Regarding Hodgkin lymphoma (HL), GEP has provided vital clues and new insights into its pathogenesis (Devilard, Bertucci et al. 2002). More recently, GEP has also identified specific gene patterns related to tumor aggressivity and/or sensitivity to therapy (Sanchez-Aguilera, Montalban et al. 2006; Chetaille, Bertucci et al. 2009; Steidl, Lee et al. 2010).
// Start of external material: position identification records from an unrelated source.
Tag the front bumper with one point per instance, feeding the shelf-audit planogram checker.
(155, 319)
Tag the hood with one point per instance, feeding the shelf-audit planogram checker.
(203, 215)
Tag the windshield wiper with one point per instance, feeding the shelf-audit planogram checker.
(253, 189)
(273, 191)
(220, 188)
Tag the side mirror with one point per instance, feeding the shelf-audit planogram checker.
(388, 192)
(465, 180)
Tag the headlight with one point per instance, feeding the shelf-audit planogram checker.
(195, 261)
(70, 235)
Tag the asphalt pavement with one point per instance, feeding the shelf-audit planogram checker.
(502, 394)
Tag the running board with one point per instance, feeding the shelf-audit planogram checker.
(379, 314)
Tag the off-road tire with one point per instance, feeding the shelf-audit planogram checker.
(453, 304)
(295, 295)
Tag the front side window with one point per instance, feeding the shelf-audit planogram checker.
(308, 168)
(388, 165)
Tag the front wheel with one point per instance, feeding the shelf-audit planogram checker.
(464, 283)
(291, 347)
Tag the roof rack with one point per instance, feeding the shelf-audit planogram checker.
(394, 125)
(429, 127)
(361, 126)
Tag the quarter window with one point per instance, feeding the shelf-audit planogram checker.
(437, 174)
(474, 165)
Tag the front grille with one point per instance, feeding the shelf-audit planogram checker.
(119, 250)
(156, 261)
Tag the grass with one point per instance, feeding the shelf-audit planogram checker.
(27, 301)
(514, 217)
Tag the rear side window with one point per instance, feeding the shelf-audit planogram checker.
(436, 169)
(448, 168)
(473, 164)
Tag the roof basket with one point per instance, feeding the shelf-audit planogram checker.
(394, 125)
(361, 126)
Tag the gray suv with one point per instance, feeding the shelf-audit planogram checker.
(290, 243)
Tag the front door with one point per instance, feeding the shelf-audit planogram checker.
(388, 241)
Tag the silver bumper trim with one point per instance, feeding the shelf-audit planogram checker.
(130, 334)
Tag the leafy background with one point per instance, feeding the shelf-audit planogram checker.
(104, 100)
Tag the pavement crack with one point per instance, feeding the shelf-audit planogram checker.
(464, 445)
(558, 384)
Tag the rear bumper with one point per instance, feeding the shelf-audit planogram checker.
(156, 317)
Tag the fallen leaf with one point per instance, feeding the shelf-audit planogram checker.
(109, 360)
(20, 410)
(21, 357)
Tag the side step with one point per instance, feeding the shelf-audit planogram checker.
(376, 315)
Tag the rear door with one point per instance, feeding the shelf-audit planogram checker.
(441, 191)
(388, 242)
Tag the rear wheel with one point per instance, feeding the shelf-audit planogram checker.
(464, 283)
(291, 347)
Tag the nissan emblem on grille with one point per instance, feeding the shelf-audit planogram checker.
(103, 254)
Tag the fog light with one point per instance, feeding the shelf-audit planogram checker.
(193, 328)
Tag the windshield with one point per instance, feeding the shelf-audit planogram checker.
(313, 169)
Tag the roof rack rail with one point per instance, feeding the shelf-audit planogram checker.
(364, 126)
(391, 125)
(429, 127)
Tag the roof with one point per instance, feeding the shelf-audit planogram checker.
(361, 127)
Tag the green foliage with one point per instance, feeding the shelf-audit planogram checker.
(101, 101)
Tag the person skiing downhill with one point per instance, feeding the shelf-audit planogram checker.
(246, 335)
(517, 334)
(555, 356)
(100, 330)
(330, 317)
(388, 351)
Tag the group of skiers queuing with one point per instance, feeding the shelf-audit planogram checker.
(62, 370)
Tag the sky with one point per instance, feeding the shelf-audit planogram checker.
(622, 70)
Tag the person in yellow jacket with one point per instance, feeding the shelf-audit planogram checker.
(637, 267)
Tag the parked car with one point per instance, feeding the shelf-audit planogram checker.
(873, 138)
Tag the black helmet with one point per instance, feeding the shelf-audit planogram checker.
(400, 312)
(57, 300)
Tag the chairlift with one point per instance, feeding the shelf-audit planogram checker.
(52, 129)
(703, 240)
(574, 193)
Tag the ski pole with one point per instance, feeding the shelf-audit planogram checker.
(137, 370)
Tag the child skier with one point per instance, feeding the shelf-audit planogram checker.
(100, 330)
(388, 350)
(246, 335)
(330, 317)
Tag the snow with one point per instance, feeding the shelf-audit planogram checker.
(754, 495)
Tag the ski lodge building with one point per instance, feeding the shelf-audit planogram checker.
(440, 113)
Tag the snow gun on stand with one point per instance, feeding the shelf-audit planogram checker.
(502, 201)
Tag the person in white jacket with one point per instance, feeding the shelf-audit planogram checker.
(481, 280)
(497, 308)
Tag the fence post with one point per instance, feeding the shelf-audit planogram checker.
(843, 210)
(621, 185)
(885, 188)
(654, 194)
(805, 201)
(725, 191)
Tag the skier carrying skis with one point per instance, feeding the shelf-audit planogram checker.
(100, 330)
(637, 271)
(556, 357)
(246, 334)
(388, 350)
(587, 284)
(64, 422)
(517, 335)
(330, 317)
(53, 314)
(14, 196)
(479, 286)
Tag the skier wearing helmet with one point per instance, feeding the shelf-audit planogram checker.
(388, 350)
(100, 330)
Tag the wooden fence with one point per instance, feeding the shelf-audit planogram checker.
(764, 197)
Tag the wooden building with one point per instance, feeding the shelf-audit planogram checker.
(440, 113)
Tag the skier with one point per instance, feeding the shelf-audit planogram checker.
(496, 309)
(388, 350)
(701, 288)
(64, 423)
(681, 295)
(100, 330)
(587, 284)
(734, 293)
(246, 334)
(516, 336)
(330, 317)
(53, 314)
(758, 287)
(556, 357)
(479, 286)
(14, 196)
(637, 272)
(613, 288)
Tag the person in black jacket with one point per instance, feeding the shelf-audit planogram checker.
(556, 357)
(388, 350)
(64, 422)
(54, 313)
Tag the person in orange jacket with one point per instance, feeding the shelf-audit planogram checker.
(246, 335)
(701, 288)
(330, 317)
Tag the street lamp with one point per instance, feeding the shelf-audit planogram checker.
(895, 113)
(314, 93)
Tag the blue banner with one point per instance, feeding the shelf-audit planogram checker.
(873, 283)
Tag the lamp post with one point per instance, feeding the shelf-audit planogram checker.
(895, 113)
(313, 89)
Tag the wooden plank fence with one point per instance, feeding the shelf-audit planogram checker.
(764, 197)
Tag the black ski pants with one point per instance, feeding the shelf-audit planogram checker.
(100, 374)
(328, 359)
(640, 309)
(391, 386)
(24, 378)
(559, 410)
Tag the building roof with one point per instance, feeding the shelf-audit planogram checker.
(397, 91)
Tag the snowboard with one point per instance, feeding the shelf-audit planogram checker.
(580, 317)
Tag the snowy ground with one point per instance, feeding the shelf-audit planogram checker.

DNA microarray assays require well-preserved RNA, which is usually extracted from frozen tissue, so this technology is not adequate for clinical applications. However, new strategies for translating this information into clinical practice are currently being investigated, through the identification of smaller gene signatures and validation of them
for clinical practice using simple, robust, and conventional assays such as quantitative real time PCR (qRT-PCR) (Sanchez-Espiridion, Sanchez-Aguilera et al. 2009; Sanchez-Espiridion, Montalban et al. 2010).

In this chapter we review recent advances in the understanding of HL biology, new data and improvements in the clinical management of patients in the future, from the application of high-throughput molecular analyses, including gene and microRNA (miRNA) expression, immunohistochemistry and others.